For workaround 1, even my cluster network is configured to allow access us-east-1.amazonaws.com, but there is no s3 bucket with name "xxxx" in that region. So I think the error (or other error like Can not find s3 bucket) will still exist with invalid bucket.

It seems I can not do workaround 2 which needs forking code( regular users like me probably don't want to bother to do this . We have been hoping declaring a maven dependency will do the work instead of we maining our own version of library myself).

And a question: is it correct to configure Environment value "AWS_REGION" (the README says "aws.region" for system parameter but environment value is normally upper case). Since my app deployed on aws are in the same AZ as my s3 bucket, and app had permission of access the s3 bucket set, I don't think I need to configure aws.accessKey or aws.secretAccessKey. And I don't need "s3.spi.read.fragment-number" or size, assuming default values should work.

Update: I configured now both "AWS_REGION" and "aws.region" in environment variables for the service running my app deployed in aws. Both region env values are not us-east-1, but error still the same which tried to access xxxx bucket in us-east-1.amazonaws.com, even my bucket is not in us-east-1 region.

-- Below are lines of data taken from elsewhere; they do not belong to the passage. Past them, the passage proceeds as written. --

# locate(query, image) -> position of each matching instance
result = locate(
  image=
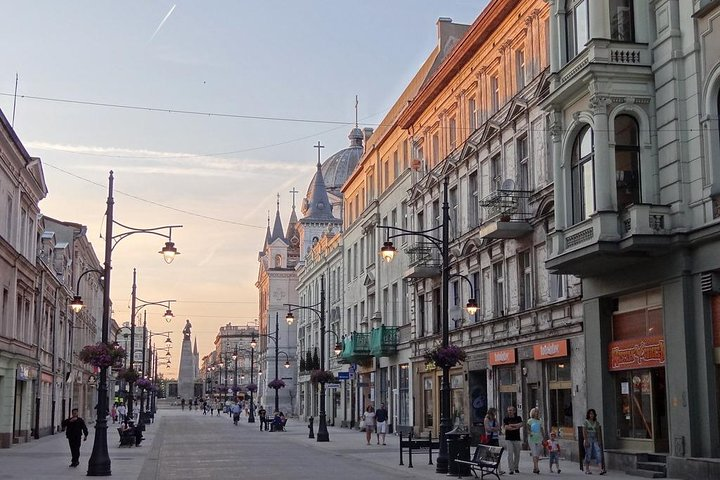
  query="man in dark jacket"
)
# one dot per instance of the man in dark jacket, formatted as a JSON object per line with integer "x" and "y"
{"x": 74, "y": 429}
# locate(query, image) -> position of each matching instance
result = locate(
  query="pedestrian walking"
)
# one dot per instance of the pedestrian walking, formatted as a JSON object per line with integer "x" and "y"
{"x": 536, "y": 435}
{"x": 369, "y": 419}
{"x": 122, "y": 412}
{"x": 381, "y": 415}
{"x": 262, "y": 413}
{"x": 75, "y": 428}
{"x": 592, "y": 435}
{"x": 513, "y": 443}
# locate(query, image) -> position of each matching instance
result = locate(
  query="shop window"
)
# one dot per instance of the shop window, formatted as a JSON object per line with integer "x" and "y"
{"x": 427, "y": 403}
{"x": 627, "y": 161}
{"x": 576, "y": 26}
{"x": 507, "y": 388}
{"x": 560, "y": 388}
{"x": 621, "y": 20}
{"x": 457, "y": 400}
{"x": 582, "y": 175}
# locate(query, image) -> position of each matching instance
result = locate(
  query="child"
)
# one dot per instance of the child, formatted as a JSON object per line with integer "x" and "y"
{"x": 554, "y": 450}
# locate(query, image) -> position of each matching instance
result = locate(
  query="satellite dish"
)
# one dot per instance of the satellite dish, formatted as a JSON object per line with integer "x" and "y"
{"x": 508, "y": 184}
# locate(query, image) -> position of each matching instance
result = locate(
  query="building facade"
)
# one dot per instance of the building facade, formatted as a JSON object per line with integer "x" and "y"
{"x": 633, "y": 119}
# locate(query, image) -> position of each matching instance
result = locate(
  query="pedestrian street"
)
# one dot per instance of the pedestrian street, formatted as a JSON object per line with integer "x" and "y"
{"x": 189, "y": 445}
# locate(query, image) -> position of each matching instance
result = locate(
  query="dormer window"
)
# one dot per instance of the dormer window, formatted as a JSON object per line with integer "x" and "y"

Now I feel this issue may not be an enhancement, but a blocker issue for me (unless the issue I am seeing is different from the issue of original post). The workaround 1 or 2 seems may not be working for me. This issue seems only occurred for my app deployed in aws (no credentials are configured except the aws service of my app has read/write permission to access my s3 bucket). My local running apps did not have this issue (it was able to access my bucket in non us-east-1 region with credentials, access keys and secret keys). Please let me know if Mark or anyone else have input or ideas.

Thanks!

[markjschreiber]

@hubfruser, @UQIQLP5 I think this should now be fixed in main for version 2.x.

Let me know if it is still an issue.

[UQIQLP5]

It seems it really helped. Thank you! I also noticed that you also changed the timeout length. I am not sure if it was intentional, though. When I tried it first in AWS, I was getting connection timeouts on that request. Once I changed that change back, it worked. It might have been caused by some unrelated problem in my setup, so I would have to test it again to confirm if this is a problem

[markjschreiber]

Thanks, can you tell me which time out you want changed. I can fix that. Or you could make a pull request.

[markjschreiber]

I think I found the location and have patched main. Let me know if this works.